Two cyclists, 80 miles apart, start riding toward each other at the same time. One cycles 3 times as fast as the other. If they meet 2 hours later, what is the speed (in mi/h) of the faster cyclist?

Answer 1

The speed of the faster cyclist will be 30 miles/hour.

Explanation

One cyclist is 3 times as fast as the other.

Lets assume that the speed of the slower cyclist is  $x$ miles/hour.

So, the speed of the faster cyclist will be:  $3x$ miles/hour.

They start riding toward each other at the same time and meet 2 hours later.

We know that,  $Distance= speed*time$

So, the distance traveled by slower cyclist in 2 hours $= (x*2)miles= 2x$ miles and the distance traveled by faster cyclist $=(3x*2) miles = 6x$ miles.

Given that, they were 80 miles apart at the starting. So, the equation will be.....

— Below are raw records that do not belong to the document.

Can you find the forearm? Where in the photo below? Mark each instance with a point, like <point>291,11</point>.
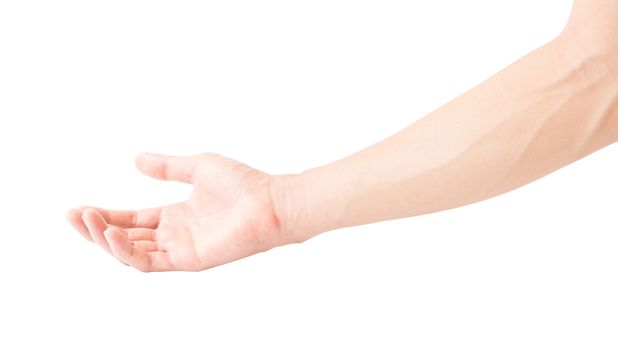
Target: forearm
<point>543,112</point>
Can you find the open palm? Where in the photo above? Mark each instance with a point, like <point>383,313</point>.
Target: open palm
<point>228,216</point>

$2x+6x=80\\ \\ 8x=80\\ \\ x=10$

So, the speed of the faster cyclist will be: (3×10)= 30 miles/hour.

Answer 2

Distance between two cyclists = 80 miles

Let speed of slower cyclist = s

We know that one cycles 3 times as fast as the other

⇒ Speed of faster cyclist = 3s

We also know that they meet 2 hours later

Total Distance = Distance covered by slower cyclist + Distance covered by faster cyclist

⇒ Total Distance = Speed of slower cyclist × Time taken by slower cyclist + Speed of faster cyclist × Time taken by faster cyclist

⇒ 80 = s × 2 + 3s × 2

⇒ 80 = 8s

⇒ s = 10

and 4s = 30

Hence, speed of the faster cyclist is 30 miles per hour.